Tag Archives: bullpens

3 Strategies to Improve Receiving

Catchers are always worried about improving their arm and throwing runners out. While these things are important, the one thing catchers need to work on more than anything is the simple act of catching. Catching should not be taken for granted. It should be worked on everyday. It is probably the easiest thing to work on with just a little focus. Here are three things that can be done at every practice.

1. Compete– Every practice or game should be a competition with the goal of having zero balls hit the ground. All catchers should have the goal of catching everything their way. Anytime a catchable ball hits the ground is a point. The goal is to have no points. This can be competitive and should be an ongoing game anytime the catcher is on the field. This means in the dugout, before practice, or after practice counts as well. A catcher should never drop a ball.

2. Pre-practice throwing-Throw with other catchers and work on catching and sticking. Pre-practice throwing is not just to warm up your arm. Anytime a ball is thrown your way, stick it. Far too often pre-practice throwing turns into talk of tehh day and knuckleball contests. This is the focused catchers’ chance to improve. Use it.
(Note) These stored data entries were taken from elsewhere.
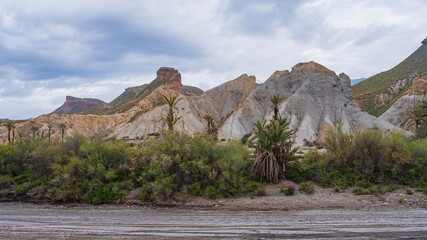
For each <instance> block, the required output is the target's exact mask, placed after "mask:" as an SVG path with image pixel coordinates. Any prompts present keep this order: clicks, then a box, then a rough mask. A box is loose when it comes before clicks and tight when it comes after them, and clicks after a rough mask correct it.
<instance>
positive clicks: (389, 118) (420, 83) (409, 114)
mask: <svg viewBox="0 0 427 240" xmlns="http://www.w3.org/2000/svg"><path fill="white" fill-rule="evenodd" d="M424 100H427V75H423V76H419V77H416V78H415V79H414V81H413V84H412V86H411V87H410V88H409V90H408V91H407V92H406V93H405V95H404V96H402V97H401V98H399V100H397V101H396V102H395V103H394V104H393V105H392V106H391V107H390V108H389V109H388V110H387V111H386V112H385V113H383V114H382V115H381V116H380V117H379V118H380V119H382V120H384V121H387V122H390V123H392V124H394V125H396V126H399V127H405V126H408V124H407V123H408V118H409V115H410V111H411V109H413V108H415V107H417V106H419V105H420V104H421V103H422V102H423V101H424Z"/></svg>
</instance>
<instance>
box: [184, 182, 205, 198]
mask: <svg viewBox="0 0 427 240" xmlns="http://www.w3.org/2000/svg"><path fill="white" fill-rule="evenodd" d="M186 188H187V192H188V194H190V195H191V196H203V194H204V191H203V189H202V188H201V187H200V183H193V184H189V185H186Z"/></svg>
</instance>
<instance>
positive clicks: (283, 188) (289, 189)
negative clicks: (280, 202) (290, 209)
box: [280, 187, 295, 196]
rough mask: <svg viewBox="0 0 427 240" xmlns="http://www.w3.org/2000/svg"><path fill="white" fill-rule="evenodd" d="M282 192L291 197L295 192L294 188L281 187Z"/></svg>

3. Bullpens– This is probably the most important chance a catcher has to improve his receiving. A bullpen is not just for the pitcher, but this is how catchers’ treat it. A bullpen is just a game with no hitter. What better way for a catcher to improve his receiving skills. He can work on setting up, his stance, quiet body, sticking pitches, framing, and blocking pitches in the dirt. The best part of the bullpen is everything happens at random just like the game. Every pitch isn’t in the dirt like drills on blocking. Every pitch doesn’t’ hit it’s spot. This is also a time a catcher that isn’t playing much can build rapport with the pitching staff and pitching coach so they have confidence in him when his chance arises.

Catchers are often forgotten at baseball practices just used to shag balls from infielders and catching bullpens. But using these strategies can help the catcher improve his receiving even when he is not getting the drill time he needs.